Whilst there are many important tactics you can implement to improve the user experience and in turn the ranking results for your website, content will always be King. Creating the content that your audience wants and is actively searching for, answering their search query and keeping them on your website is the best way you will improve their user experience. You can have an easy to navigate, fully-functioning website but if you aren’t providing the content users are looking for then your ranking results are unlikely to improve.
An excellent example of how a company uses content for better UX is AirBnB. They use stories as a way to design their users experience - and they do it very well.
Here's Katie Dill talking about how they do it:
How does Google treat user experience?
Google uses hundreds of different ranking factors when assessing your website and with multiple algorithm updates a year, no one thing can make or break your SEO. Many of the signals that Google takes into account however fall under the user experience bracket (load speed, bounce rate, relevant content etc). With each Google update, more focus is placed on how user friendly your website is.
One of Google’s key ranking factors is RankBrain which was introduced in 2015. RankBrain analyses behavioural metrics including bounce rate, dwell time and how many pages a user visits in a single session. It’s considered an important factor that Google takes into account after links and content.
Google's Gary Illyes describes what RankBrain is in this video talking to Eric Enge of Stone Temple.
Part of Google’s core algorithm, RankBrain works on the concept that if a user spends a good amount of time on your website, moving through various pages and returns to your website at a later date then your website must be relevant for their search query and the user experience of a high standard.
UX and SEO both share various common goals such as reducing bounce rates and creating relevant content that users are looking for so it’s no surprise that Google considers the quality of the user experience as such an important metric when ranking a website.
The upcoming Google user experience update and how to prepare for it
User experience is about to get a whole lot more important too. Last year, Google announced a new ranking algorithm which would be based around how a user perceives their experience of a webpage on both mobile and desktop (announced recently).

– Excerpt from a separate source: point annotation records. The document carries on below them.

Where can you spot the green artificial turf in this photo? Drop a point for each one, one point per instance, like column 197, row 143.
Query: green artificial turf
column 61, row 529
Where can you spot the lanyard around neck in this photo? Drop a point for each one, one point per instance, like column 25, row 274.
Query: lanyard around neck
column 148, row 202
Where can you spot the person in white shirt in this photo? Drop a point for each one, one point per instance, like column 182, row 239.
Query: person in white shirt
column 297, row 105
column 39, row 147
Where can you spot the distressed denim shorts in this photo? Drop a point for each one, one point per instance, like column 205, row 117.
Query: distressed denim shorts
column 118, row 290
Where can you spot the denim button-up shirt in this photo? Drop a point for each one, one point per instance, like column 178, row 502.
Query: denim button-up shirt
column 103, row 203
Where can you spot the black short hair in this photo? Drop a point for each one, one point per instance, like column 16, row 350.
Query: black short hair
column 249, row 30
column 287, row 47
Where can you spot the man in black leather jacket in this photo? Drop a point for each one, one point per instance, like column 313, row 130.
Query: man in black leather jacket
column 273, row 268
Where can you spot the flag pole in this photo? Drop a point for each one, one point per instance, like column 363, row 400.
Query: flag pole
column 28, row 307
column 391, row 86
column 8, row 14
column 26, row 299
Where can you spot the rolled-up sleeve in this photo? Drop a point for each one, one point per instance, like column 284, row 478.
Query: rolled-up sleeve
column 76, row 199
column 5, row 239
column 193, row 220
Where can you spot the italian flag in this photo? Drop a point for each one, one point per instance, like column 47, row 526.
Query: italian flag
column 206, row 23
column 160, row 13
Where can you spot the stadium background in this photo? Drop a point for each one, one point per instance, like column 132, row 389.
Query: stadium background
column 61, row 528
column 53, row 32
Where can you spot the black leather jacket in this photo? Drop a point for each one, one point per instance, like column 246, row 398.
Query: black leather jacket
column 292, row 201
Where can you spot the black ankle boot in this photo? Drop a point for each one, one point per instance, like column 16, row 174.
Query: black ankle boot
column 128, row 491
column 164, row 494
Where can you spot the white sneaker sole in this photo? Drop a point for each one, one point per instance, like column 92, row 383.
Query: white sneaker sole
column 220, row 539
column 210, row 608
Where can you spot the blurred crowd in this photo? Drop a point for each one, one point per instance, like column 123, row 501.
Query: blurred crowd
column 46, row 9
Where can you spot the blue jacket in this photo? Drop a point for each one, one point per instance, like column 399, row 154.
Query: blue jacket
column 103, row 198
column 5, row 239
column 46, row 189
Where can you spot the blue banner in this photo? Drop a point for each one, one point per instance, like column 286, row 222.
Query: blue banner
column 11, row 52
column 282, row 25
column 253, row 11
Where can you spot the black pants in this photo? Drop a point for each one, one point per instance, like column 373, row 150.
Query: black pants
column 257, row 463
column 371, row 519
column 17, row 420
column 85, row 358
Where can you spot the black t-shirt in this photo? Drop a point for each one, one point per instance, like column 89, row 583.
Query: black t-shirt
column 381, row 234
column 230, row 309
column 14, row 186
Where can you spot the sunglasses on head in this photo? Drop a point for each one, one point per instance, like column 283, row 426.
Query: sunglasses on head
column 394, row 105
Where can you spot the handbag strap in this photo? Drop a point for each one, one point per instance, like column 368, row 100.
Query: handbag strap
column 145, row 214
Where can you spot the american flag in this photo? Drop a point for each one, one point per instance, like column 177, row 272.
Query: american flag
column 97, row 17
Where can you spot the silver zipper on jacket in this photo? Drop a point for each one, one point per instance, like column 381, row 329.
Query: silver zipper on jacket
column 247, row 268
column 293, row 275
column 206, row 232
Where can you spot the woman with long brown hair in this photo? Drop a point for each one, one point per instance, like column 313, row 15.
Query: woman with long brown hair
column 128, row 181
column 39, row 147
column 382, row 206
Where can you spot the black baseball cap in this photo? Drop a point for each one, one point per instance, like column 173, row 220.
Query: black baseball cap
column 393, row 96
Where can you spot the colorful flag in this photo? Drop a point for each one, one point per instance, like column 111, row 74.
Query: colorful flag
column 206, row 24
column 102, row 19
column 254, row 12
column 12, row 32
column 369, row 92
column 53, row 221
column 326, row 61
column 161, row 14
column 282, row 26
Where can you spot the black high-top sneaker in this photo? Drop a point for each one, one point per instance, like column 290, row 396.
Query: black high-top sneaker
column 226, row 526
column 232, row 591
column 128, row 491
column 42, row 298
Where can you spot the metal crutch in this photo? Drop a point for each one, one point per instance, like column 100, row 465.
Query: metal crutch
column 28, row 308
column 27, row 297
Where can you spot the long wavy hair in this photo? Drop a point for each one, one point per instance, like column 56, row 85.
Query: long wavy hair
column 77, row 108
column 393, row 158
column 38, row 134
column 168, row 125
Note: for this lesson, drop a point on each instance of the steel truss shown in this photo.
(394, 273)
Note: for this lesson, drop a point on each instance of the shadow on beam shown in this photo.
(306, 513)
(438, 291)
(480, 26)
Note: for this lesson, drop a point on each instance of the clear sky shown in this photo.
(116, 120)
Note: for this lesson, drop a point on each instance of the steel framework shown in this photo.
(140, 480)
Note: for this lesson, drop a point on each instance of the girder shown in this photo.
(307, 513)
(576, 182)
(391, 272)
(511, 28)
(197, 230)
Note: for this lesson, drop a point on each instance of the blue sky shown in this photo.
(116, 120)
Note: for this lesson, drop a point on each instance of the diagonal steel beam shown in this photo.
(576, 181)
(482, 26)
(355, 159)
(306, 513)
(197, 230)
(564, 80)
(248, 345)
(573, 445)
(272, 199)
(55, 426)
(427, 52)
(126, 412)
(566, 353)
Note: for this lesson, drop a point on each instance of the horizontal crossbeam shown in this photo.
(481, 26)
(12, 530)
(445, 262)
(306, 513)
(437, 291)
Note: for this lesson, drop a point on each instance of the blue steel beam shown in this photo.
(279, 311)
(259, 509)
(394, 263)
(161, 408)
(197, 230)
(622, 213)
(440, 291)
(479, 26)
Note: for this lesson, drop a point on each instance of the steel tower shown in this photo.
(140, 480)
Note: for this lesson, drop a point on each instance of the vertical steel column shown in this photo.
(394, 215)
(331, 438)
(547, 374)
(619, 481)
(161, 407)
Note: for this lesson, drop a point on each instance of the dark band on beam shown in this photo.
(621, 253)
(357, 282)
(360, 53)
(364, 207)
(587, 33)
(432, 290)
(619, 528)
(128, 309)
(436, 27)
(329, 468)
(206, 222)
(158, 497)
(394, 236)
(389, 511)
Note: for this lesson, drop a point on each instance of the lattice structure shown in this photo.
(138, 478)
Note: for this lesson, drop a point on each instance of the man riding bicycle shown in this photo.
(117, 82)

Set to be rolled out in June 2021, the update will use its Core Web Vitals which includes existing ranking factors such as load speed and performance, mobile-friendly and HTTPS.
Google updates can be big or small, for instance it’s Panda update in 2011 impacted around 11.8% of all search queries. If Google is making a change to how it ranks a website though your best bet is to pay it some attention.
Although Google hasn't revealed exactly how much importance the new page experience update will have, we do know that it will impact what results appear in the Google Top Stories section. So what can you do ahead of the update?
The best thing you can do ahead of the page experience update is to implement the elements discussed in this article. From ensuring your load speed is up to standard to keeping your menus easy to navigate, there are various small changes you can easily implement to ensure you’ve got the best possible foundation when Google rolls it out.
It’s important to remember though that relevant content will always be the key to Google’s heart. You can have a website that is easy to navigate, loads quickly and is 'technically sound' but if you’re missing the content that users are looking for your rankings will plummet.